The following features can be derived from the EEG data and have been found to have a correlation with people diagnosed with schizophrenia:
-
Fuzzy Entropy
- Definition: Fuzzy entropy is a measure of the degree of irregularity or fuzziness in time series data.
- Significance: Higher fuzzy entropy values indicate increased irregularity in the EEG signal, which may be associated with schizophrenia.
-
MMN (Mismatch Negativity)
- Definition: MMN measures the mismatch between the power in the presence of a baseline auditory stimulus supplied at a frequent rate and the power in the presence of a deviant auditory stimulus, which is infrequent.
- Significance: Deviations in MMN can reveal the brain's sensitivity to unexpected stimuli, a factor often associated with schizophrenia.
-
Wave Power
- Alpha (8 to 13 Hz): Detected in a restful state.
- Beta (12 to 30 Hz): Detected in the performance of cognitive exercises, e.g., arithmetic.
- Gamma (30 to 100+ Hz): Detected when subjected to auditory stimuli.
- Significance: Aberrations in wave power, especially in specific frequency ranges, can provide insights into cognitive and sensory processing abnormalities linked to schizophrenia.
- For each of the aforementioned features, there is a Jupyter notebook (named using the snake case) that implements the computation of the said feature.
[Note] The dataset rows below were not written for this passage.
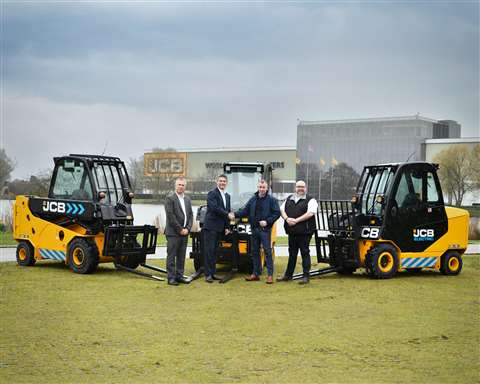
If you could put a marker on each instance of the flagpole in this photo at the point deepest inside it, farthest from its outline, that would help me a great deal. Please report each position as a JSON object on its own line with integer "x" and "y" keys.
{"x": 320, "y": 184}
{"x": 308, "y": 161}
{"x": 331, "y": 184}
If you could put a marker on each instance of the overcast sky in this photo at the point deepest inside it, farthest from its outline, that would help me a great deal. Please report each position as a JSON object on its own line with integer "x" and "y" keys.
{"x": 128, "y": 77}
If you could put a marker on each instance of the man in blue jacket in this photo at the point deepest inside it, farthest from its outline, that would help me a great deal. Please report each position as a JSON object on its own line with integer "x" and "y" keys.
{"x": 262, "y": 211}
{"x": 216, "y": 223}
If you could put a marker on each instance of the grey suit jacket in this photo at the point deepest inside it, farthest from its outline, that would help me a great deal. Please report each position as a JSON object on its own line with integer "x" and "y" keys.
{"x": 175, "y": 216}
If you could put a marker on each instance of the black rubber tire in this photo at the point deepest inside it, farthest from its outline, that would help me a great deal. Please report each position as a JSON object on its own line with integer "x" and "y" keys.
{"x": 82, "y": 256}
{"x": 25, "y": 254}
{"x": 451, "y": 263}
{"x": 198, "y": 262}
{"x": 347, "y": 271}
{"x": 381, "y": 262}
{"x": 130, "y": 261}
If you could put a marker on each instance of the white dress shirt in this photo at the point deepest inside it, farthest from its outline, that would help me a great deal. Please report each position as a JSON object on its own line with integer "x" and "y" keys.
{"x": 181, "y": 198}
{"x": 223, "y": 198}
{"x": 312, "y": 204}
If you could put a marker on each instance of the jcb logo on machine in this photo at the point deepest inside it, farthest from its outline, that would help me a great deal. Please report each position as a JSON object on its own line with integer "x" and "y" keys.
{"x": 53, "y": 206}
{"x": 370, "y": 232}
{"x": 423, "y": 234}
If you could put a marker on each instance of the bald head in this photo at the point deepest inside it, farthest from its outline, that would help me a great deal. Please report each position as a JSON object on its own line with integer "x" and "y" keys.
{"x": 300, "y": 188}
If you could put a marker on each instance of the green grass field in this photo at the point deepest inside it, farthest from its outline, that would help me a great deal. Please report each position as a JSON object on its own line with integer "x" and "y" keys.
{"x": 59, "y": 327}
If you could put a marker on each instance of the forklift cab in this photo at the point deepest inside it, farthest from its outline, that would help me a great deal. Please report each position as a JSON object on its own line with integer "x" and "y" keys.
{"x": 91, "y": 178}
{"x": 402, "y": 203}
{"x": 243, "y": 181}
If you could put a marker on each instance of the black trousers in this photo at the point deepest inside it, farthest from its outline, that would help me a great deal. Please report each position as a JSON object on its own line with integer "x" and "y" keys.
{"x": 295, "y": 243}
{"x": 211, "y": 240}
{"x": 176, "y": 250}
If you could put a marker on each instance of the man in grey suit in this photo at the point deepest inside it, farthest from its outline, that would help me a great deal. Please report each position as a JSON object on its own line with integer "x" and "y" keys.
{"x": 178, "y": 208}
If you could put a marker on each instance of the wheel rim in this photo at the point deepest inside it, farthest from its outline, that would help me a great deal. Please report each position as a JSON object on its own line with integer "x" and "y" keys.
{"x": 78, "y": 256}
{"x": 22, "y": 254}
{"x": 453, "y": 264}
{"x": 385, "y": 262}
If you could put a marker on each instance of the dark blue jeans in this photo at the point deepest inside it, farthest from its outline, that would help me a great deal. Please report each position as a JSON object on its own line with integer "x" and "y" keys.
{"x": 262, "y": 237}
{"x": 210, "y": 239}
{"x": 295, "y": 243}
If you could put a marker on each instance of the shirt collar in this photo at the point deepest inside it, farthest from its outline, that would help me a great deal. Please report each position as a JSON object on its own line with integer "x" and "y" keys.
{"x": 298, "y": 197}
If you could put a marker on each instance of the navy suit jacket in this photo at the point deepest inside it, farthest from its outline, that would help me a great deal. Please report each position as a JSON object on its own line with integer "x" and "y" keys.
{"x": 216, "y": 218}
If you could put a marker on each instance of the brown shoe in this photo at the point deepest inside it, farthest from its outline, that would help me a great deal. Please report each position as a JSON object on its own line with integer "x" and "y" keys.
{"x": 252, "y": 278}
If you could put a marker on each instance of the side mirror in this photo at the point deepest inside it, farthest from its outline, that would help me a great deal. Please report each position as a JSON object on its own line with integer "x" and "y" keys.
{"x": 394, "y": 211}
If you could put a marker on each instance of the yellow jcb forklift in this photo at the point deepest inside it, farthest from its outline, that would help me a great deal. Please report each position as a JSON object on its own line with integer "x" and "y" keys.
{"x": 234, "y": 249}
{"x": 396, "y": 221}
{"x": 87, "y": 219}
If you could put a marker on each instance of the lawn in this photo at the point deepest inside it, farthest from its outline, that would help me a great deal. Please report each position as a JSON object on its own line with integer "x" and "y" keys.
{"x": 112, "y": 326}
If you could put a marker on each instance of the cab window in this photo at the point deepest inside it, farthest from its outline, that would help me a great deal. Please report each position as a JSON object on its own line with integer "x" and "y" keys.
{"x": 72, "y": 181}
{"x": 432, "y": 191}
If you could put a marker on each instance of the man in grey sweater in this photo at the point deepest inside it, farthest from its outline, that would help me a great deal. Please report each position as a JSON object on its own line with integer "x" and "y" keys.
{"x": 178, "y": 208}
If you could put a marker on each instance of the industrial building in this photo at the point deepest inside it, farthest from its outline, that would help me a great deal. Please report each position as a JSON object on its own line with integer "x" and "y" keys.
{"x": 355, "y": 143}
{"x": 201, "y": 166}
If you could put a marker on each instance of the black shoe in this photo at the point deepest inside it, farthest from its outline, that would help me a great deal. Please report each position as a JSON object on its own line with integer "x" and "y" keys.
{"x": 305, "y": 280}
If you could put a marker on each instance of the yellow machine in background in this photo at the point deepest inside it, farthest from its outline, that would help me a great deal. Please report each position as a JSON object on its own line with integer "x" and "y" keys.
{"x": 86, "y": 219}
{"x": 235, "y": 249}
{"x": 396, "y": 221}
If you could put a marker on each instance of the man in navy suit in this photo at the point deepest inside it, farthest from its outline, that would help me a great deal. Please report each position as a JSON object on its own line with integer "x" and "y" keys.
{"x": 216, "y": 223}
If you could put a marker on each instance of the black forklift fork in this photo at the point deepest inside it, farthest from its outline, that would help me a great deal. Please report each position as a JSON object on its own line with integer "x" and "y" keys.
{"x": 336, "y": 218}
{"x": 235, "y": 258}
{"x": 121, "y": 241}
{"x": 321, "y": 244}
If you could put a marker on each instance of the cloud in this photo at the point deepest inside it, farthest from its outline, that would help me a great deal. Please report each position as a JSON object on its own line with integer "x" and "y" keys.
{"x": 226, "y": 74}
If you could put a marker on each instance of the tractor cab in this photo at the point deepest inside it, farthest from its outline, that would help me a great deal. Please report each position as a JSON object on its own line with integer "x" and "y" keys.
{"x": 397, "y": 201}
{"x": 86, "y": 219}
{"x": 100, "y": 182}
{"x": 234, "y": 248}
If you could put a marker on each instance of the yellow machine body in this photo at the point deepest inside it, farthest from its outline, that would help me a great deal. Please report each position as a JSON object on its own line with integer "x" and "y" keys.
{"x": 50, "y": 241}
{"x": 456, "y": 239}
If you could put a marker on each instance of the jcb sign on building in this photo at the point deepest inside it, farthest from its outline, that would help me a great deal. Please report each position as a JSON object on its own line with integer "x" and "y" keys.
{"x": 165, "y": 164}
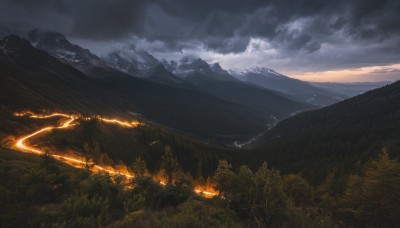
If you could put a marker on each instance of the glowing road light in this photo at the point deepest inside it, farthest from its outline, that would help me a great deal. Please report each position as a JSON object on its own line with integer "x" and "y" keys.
{"x": 22, "y": 146}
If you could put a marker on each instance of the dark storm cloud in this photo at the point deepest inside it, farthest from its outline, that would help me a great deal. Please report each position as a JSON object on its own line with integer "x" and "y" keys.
{"x": 292, "y": 27}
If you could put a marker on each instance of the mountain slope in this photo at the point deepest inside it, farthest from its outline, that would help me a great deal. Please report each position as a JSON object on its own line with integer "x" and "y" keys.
{"x": 220, "y": 83}
{"x": 303, "y": 91}
{"x": 336, "y": 136}
{"x": 32, "y": 79}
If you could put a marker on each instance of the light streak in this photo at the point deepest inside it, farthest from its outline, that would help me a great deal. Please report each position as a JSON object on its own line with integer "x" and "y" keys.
{"x": 70, "y": 160}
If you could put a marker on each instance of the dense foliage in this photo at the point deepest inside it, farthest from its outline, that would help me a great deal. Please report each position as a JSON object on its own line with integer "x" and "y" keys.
{"x": 336, "y": 137}
{"x": 38, "y": 191}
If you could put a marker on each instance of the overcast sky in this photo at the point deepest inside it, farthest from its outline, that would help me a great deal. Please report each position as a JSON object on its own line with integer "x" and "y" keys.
{"x": 319, "y": 40}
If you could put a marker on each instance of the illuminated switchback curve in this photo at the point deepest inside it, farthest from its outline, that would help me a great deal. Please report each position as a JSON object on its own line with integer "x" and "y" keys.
{"x": 21, "y": 145}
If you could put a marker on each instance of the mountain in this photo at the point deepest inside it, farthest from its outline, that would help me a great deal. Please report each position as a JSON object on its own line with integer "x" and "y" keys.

They are in the folder
dataset_generators
. - There is a dataset that then combines all features with participants for each participant with a complete set of features used as a record.
- For each of the features created in the previous section(Dataset generation) a Jupyter notebook implements a machine learning model prediction pipeline to diagnosing for schizophrenia. This is also repeated for the combined dataset.
The pipeline for the model is implemented as follows (using MLFlow):
- An experiment is created and details about the name of the feature(s) being used predict for schizophrenia and description of are supplied. Check the MLFlow documentation for more info ast to what an experiment is.
- There is a run which is where the actual model logging occurs. Each run has a description which comprises:
- Model Description: Here the model being used is stated.
- Model Rationale: Here the reason behind the choice of model and whatever parameters were selected.
- Dataset Description: Here the dataset information is stated.
- Dataset Rationale: Here an hypothesis is provided as to what result the dataset would yield.
- The model is then run and relevant metrics and recorded.
- The following data is logged: model and dataset parameters, datasets, metrics.
- The results are then interpreted and logged in a conclusion.
Information about model implementations can be accessed models
folder.
- Simply run the command below (preferably in a virtual environment):
pip install -r requirements.txt
- Each notebook contains detailed explanations for each of steps taken for each feature programatically and mathematically.
- A comprehensive report is in the works.
- References would be included in the said report.